My 11 year old son posed this question to me last week after a group visited his school and discussed the dangers of smoking. They were of course seeking to discourage smoking initiation. We discussed some of what he retained from this session, some correct, some wrong. I could tell the real question lurked. He then asked me this:
If Pop Pop had stopped smoking would I have met him?
Pop Pop was my father in law, who was a lifelong smoker and who died about 3 months before my son was born.

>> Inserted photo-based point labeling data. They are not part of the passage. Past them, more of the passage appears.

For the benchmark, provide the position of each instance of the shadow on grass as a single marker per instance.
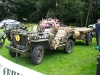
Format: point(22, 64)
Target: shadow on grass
point(48, 54)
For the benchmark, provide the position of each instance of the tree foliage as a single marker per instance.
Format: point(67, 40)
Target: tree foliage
point(68, 11)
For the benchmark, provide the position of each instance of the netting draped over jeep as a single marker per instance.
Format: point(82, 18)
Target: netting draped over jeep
point(49, 22)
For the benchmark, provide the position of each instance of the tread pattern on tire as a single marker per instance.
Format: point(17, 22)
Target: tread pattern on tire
point(34, 54)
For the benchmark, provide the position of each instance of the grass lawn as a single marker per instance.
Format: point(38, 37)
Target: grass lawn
point(82, 61)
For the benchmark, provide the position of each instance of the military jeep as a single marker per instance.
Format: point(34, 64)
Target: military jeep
point(34, 43)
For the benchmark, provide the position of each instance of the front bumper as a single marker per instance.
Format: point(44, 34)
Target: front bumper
point(17, 50)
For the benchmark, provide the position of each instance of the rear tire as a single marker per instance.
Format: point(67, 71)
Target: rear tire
point(69, 46)
point(37, 55)
point(12, 53)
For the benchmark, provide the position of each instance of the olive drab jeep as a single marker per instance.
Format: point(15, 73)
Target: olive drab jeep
point(35, 42)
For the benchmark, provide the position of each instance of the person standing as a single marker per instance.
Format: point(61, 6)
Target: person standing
point(97, 27)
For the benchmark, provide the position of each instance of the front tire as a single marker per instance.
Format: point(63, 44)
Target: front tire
point(69, 46)
point(37, 55)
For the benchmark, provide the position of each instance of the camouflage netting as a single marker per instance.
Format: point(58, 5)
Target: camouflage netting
point(49, 22)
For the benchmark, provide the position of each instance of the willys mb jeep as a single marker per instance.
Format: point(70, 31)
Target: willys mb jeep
point(34, 43)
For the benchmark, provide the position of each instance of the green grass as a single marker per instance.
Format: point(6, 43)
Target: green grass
point(82, 61)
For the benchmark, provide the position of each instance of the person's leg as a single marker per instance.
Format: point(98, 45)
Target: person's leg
point(97, 38)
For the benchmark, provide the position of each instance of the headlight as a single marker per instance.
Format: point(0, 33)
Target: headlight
point(35, 37)
point(28, 38)
point(14, 36)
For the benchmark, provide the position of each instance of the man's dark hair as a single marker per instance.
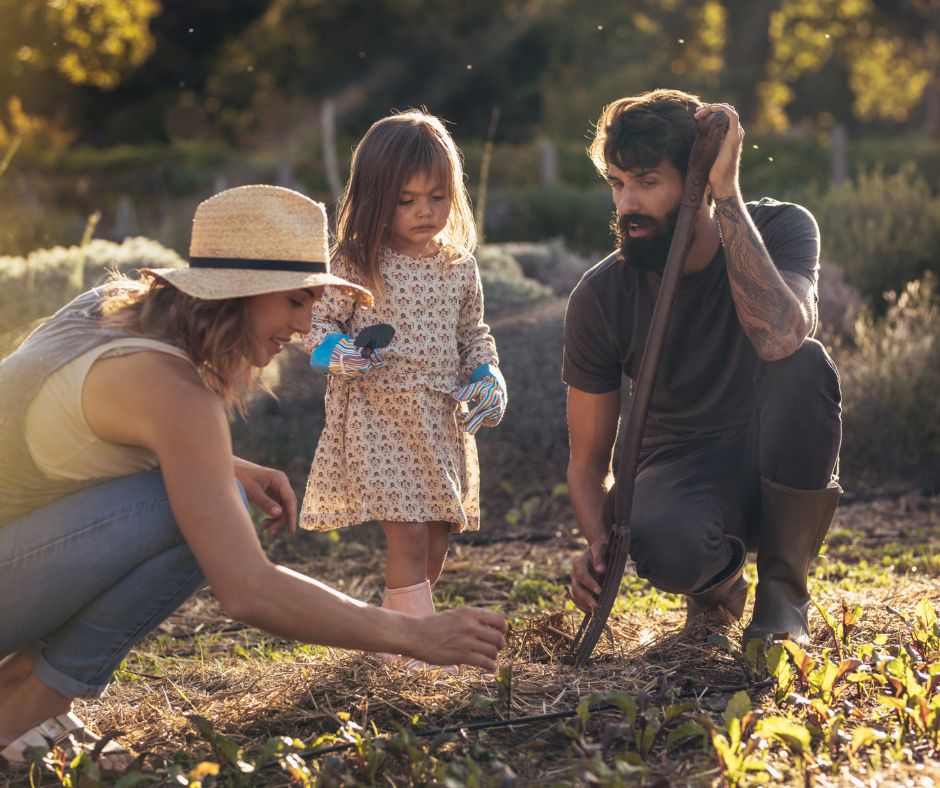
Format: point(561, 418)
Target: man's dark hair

My wife talks about her father often with the kids (the older ones are 16 and 14), and she usually doesn’t miss the opportunity to reinforce the dangers of smoking cigarettes.
11 year old’s like direct answers, so I told him that if his Pop Pop had stopped smoking before he got sick (around a decade before his death) then he probably would have met him.
A paper I published around a decade ago in the American Journal of Public Health, Benefits of Smoking Cessation for Longevity provides the essence for my answer; Table 5 denominates the benefits of smoking cessation by a given age in terms of life years gained as compared to continuing to smoke:
Note, the expected survival of never smokers should be 78.2 (for men) in the table, as compared to that of 69.3 for those who smoked until death (a typo, Methuselah was not a subject). The benefits of cessation for longevity are notable, and we found benefits even for smokers who stopped at age 65 (contingent upon their not already being sick when they quit, which is actually the primary reason that older smokers quit). The figure below summarizes the life extension gained due to smoking cessation at a given age (35, 45, 55 and 65), contingent upon surviving to that age.
There are a lot of things going on in the model that produced these results; I will amplify them over the next few days.
Donald H. Taylor, Jr, Vic Hasselblad, Jane Henley, Michael J. Thun, Frank A. Sloan. Benefits of Smoking Cessation for Longevity. American Journal of Public Health 2002;92(6):990-996.